White recounted how, within hours of trading opening on the London Stock Exchange on Sept 7, 1981, PNB moved from owning about a quarter of Guthrie to securing majority control in what the Financial Times described at the time as one of the fastest corporate takeovers in British history.
After an earlier takeover attempt by Sime Darby failed, PNB appointed merchant bank NM Rothschild & Sons to devise a new strategy.
White said the operation relied on what Rothschild called the “China Wall” principle.
“You only allow, in takeover bids, as few people as possible to know of your intentions. It needs to keep things as close to the organisation as possible.”
On the Malaysian side, only Ismail and PNB executive Tan Sri Abdul Khalid Ibrahim knew the full details of the operation, while communications used bird-themed code names such as “eagles”, “hawks”, “doves” and “pigeons” to disguise the identities of companies and individuals.
The secrecy became so convincing that even those closest to the operation misunderstood what was happening.
“So much so that Ismail’s secretary … could not understand why Ismail had suddenly developed an interest in ornithology, in birdwatching,” White said.
He recalled that Khalid’s wife was equally puzzled by the frequent late-night telephone calls with London discussing birds, unaware they referred to one of Malaysia’s most significant corporate acquisitions.
White said the operation ultimately succeeded after PNB offered £9.01 per share, a substantial premium over Guthrie’s prevailing market price of about £6.33.
While the offer attracted criticism in Malaysia at the time for appearing expensive as commodity prices weakened and the global economy slowed, White said the premium was intentional.
“The price is really to tempt M&G,” he said, referring to Britain’s largest unit trust manager at the time.
White said the £9.01 offer was deliberately pitched to entice major institutional shareholders, particularly M&G, to sell quickly, allowing PNB to cross the mandatory takeover threshold and secure majority control of Guthrie.
White traced the origins of the Dawn Raid to the NEP, introduced in the early 1970s to increase Bumiputera participation in the corporate sector while addressing colonial-era ownership structures.
He said Guthrie attempted to respond through a programme known as “Ropel”, which gradually transferred plantation assets into Malaysian ownership.
However, the programme targeted only 40% Malaysian ownership by 1990, well short of the majority control sought by Malaysian policymakers.
White also said Guthrie increasingly frustrated PNB by using proceeds from Malaysian land sales to diversify into businesses in Britain and North America instead of reinvesting in Malaysia.
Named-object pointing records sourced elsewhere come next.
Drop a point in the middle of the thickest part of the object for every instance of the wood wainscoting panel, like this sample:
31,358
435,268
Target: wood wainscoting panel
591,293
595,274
The launch of Amanah Saham Nasional in April 1981 increased pressure on PNB to secure high-quality assets capable of generating returns for its rapidly growing base of Bumiputera investors, making Guthrie an increasingly attractive target.
White said the “most significant long-term asset” acquired through the Dawn Raid was not necessarily Guthrie’s plantation business itself, but its extensive land banks near rapidly growing urban centres such as Petaling Jaya.
As Malaysia industrialised and urbanisation accelerated over subsequent decades, many former plantation estates were transformed into townships, industrial estates and commercial developments, substantially increasing their value.
He said PNB recognised that long-term potential well before many London-based investors, who largely viewed Guthrie through the earnings of its plantation business rather than the future value of its land.
White explained that the subsequent sale of Guthrie’s overseas assets substantially offset the acquisition cost, while the takeover redirected dividend payments from British shareholders to Malaysian investors.